The demand for Chatbots is huge because mobile messaging is becoming the world’s most popular electronic means of communication. eMarketer predicted that 25% of the globe’s population or 1.75 billion people will be using mobile messaging next year in 2019. Chatbots will be the logical way for advertisers and propagandists to reach them.

The potential cost savings from Chatbots to business might be immense. The Chatbot market overview estimated that Chatbots might save businesses $8 billion a year by 2022.

Solutions like Project Debater will increase the effectiveness and profitability of those Chatbots. They will inevitably lead to intense public debates about the role of AI and fuel popular reactions against artificial intelligences.

Is IBM Making Money?

With or without the controversy, IBM is in a good position to cash in on both chatbots and AI because it is making a lot of money right now.

IBM reported revenues of $19.072 billion (€16.3 billion) for 1st Quarter 2018; that grew by 5.08% from the same period a year earlier, the data at Stockrow indicates. IBM reported revenues of $18.155 billion (€15.51 billion) for 1st Quarter 2017.

More importantly IBM reported a gross profit of $8.247 billion (€7.05 billion), an operating income of $1.301 billion (€1.11 billion), and a net income of $1.679 billion (€1.43 billion) for 1st Quarter 2018. The company is making money from its existing tech at a time when lucrative new solutions are coming online.

Best of all, IBM is a cash-rich company it reported a free cash flow of $3.709 billion (€3.17 billion) and an operating cash flow of $4.602 billion (€3.93 billion) for 1st Quarter 2018. That gave IBM cash and equivalents of $12.262 billion (€10.48 billion) and cash and short-term investments of $13.155 billion (€11.24 billion) on March 31, 2018. IBM reported assets of $125.285 billion (€107.05 billion) on the same day. That made IBM a very healthy company in spite of the $46.387 billion (€39.64 billion) in debt it reported on March 31, 2018.

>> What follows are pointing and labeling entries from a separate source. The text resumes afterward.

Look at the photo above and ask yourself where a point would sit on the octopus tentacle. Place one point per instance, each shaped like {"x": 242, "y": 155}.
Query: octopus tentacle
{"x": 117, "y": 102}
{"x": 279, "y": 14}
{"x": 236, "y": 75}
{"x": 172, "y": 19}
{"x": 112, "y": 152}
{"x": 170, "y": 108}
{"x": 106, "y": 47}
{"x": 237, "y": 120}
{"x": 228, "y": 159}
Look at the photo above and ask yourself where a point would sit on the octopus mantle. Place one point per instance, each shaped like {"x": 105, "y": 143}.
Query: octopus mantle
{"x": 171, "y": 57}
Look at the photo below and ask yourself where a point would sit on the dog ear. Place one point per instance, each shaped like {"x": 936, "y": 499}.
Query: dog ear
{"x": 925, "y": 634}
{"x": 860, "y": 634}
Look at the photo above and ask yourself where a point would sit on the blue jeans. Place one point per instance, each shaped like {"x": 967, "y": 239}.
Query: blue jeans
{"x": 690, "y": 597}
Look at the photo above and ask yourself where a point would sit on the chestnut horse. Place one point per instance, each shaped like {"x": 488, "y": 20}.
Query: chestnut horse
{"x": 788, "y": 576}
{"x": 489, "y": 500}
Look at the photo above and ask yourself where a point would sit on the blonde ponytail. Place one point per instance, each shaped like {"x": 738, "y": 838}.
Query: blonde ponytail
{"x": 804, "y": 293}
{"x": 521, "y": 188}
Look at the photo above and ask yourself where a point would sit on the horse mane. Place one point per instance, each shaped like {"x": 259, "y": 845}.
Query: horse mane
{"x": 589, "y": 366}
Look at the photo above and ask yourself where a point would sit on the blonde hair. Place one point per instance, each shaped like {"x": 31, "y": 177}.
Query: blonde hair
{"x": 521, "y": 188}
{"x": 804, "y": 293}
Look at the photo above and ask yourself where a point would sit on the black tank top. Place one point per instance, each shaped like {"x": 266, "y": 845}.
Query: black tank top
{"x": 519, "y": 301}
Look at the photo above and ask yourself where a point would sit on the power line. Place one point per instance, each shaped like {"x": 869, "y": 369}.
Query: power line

IBM is a Great Dividend Stock

Best of all IBM is a great dividend stock; its shareholders received a payout of $1.57 (€1.34) on June 9, 2018. That amount was up from $1.50 (€1.28) on March 10, 2018, and $1.40 (€1.20) on February 10, 2017.

The dividend alone made IBM undervalued at $139.70 (€119.37) on 29 June 2018. The company’s artificial intelligence capabilities and cash make IBM a definite value investment.

The company formerly known as International Business Machines is still a great income and growth stock. If you are looking for a good widows and orphans stock to add to your portfolio, IBM is probably it.

Value investors looking to cash in on the growth of text messaging, social media, and the expansion of artificial intelligence should look at IBM. Artificial intelligence makes IBM a true investment for the 21st Century.

This story originally cropped up at Market Mad House your watchdog for artificial intelligence insanity and market lunacy.